参院は5日、「消費税の円滑かつ適正な転嫁の確保のための消費税の転嫁を妨害する行為の是正等に関する特別措置法」(以下、消費税転嫁法)を可決、成立した。17年3月末までに効力が限定される特別措置法で、2014年4月に行われる予定の消費税増税の時に、増税分を販売価格にきちんと反映させるよう義務化し、増税分の価格への円滑な転嫁を促すことを目的としている。

この法律の制定には、大きく3つの側面がある。

(1)小売店に納入する中小企業の保護

小売業者が納入業者から増税分の値引きを強要し、仕入れ価格を抑えていないかどうか、監視体制を強化する。違反が発見された場合には指導し、さらに悪質な場合は、公正取引委員会が勧告して企業名を公表する。また、中小企業の保護をさらに徹底するために、独占禁止法の規制を一部緩め、中小企業が協議して増税分の価格を一斉に引き上げる「価格カルテル」を部分的に認める。

(2)「消費税還元」セールの禁止

消費税を取らないという誤解を消費者に与えないために、「消費税」と表記した安売り広告・宣伝を禁止する。例えば、「消費税還元セール」や「消費税相当分のポイントを付与」などの広告・宣伝は禁止するが、「3%値下げ」や「春の生活応援セール」などは容認する。

しかし、これらのセールの線引きがあいまいだとの批判が小売業界からあるため、今後消費者庁は、小売業界が増税時の表示に混乱しないように具体例を明示した指針を発表する。

(3)税抜価格の表示が可能に

税込み価格の総額表示の規制を緩和し、店頭での税抜き価格での表示ができるようになる。例えば今までは「105円」と表示する必要があったものを、「100円+税」という表示ができるようになる。ただこれは、17年3月の法律の期限切れ後には税込み価格に再び統一しなくてはならないため、小売店・消費者ともに混乱が生じると指摘されている。

5日、安倍晋三首相は成長戦略第三弾を発表し、これにより成長戦略が出揃った形になった。しかし同日午後に東京株式市場の日経平均株価は急落し、前日の終値より約519円安い1万3014円で取引を終えた。
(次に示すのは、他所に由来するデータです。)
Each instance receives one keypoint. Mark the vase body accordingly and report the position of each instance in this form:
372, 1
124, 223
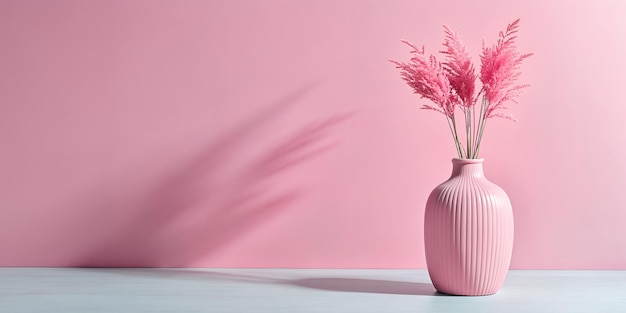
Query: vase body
468, 232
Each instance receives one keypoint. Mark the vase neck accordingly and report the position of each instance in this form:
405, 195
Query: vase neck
467, 167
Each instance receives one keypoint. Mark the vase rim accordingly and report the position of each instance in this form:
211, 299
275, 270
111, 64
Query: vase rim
467, 161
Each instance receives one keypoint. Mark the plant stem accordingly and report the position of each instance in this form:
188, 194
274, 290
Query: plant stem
481, 125
459, 148
468, 139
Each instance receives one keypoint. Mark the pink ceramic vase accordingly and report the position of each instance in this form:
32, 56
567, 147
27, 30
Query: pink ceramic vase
468, 232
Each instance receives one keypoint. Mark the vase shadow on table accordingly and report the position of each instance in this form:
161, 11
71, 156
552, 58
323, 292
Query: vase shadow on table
340, 284
368, 286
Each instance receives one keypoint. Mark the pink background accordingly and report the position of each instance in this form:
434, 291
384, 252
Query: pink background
276, 133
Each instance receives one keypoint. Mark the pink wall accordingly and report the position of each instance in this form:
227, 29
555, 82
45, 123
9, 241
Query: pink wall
276, 134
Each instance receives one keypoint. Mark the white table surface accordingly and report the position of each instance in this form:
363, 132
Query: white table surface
296, 290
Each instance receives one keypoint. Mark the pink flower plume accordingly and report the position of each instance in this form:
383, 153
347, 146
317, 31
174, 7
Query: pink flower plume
459, 67
429, 79
500, 70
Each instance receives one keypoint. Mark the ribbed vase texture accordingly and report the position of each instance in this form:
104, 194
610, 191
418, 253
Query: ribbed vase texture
468, 232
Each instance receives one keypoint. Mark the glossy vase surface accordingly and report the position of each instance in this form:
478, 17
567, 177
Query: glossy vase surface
468, 232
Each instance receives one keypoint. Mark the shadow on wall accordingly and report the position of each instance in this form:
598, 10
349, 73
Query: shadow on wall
192, 214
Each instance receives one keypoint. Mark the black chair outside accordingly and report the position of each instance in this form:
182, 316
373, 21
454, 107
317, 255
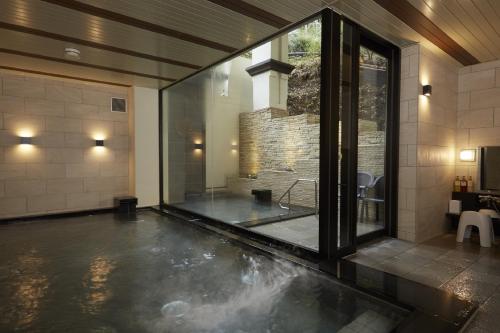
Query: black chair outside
365, 180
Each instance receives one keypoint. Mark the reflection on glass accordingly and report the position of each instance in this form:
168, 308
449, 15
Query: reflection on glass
243, 134
373, 78
95, 282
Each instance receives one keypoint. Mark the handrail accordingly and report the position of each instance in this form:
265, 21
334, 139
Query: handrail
315, 181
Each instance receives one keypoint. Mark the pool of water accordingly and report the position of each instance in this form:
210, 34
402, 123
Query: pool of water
103, 273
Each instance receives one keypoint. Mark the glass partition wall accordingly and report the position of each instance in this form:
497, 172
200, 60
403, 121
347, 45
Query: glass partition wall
252, 141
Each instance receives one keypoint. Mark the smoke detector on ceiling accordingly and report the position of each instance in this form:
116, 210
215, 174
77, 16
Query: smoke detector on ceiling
72, 53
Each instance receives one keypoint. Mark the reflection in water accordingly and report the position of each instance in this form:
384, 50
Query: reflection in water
94, 281
260, 292
30, 286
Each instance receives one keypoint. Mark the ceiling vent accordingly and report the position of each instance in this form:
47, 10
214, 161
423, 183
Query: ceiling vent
118, 104
72, 53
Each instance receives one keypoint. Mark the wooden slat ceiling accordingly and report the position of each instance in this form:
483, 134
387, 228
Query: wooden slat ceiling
155, 42
474, 24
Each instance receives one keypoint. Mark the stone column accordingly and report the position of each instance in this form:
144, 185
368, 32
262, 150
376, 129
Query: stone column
269, 73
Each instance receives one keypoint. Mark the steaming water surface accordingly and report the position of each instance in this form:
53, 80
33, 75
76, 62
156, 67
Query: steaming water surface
155, 274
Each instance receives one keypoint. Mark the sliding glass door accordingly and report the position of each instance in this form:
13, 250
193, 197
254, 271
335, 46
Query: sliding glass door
290, 141
367, 139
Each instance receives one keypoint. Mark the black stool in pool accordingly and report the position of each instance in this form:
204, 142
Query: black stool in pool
126, 204
263, 196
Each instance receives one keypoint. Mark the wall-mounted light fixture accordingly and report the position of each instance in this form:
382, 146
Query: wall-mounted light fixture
25, 140
467, 155
427, 90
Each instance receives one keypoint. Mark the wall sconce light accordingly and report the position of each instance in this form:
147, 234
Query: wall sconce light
427, 90
25, 140
467, 155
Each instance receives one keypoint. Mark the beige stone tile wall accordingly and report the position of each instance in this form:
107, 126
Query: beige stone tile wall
63, 170
478, 120
410, 57
437, 119
427, 143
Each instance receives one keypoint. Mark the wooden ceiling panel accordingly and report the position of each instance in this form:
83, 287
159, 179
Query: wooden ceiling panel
466, 23
40, 65
55, 49
198, 18
56, 19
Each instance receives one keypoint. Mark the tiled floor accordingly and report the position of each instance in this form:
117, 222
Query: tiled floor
302, 231
235, 209
467, 270
305, 230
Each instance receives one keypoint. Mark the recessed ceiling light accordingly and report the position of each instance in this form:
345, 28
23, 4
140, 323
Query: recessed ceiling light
72, 53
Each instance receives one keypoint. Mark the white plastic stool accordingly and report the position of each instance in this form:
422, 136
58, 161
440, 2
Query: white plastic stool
482, 221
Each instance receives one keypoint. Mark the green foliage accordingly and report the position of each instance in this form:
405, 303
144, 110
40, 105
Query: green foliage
304, 85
この株価下落は、市場が安倍政権の成長戦略に疑問を抱いているという気持ちの表れということもできるだろう。

さらに今回の消費税転嫁法の成立は、安倍政権がこれから本気で増税を断行するという意思表示の表れであり、2014年に8%、2015年10月に10%に引き上げられる消費税増税で予想される消費の縮小に、より一層拍車をかけるものだろう。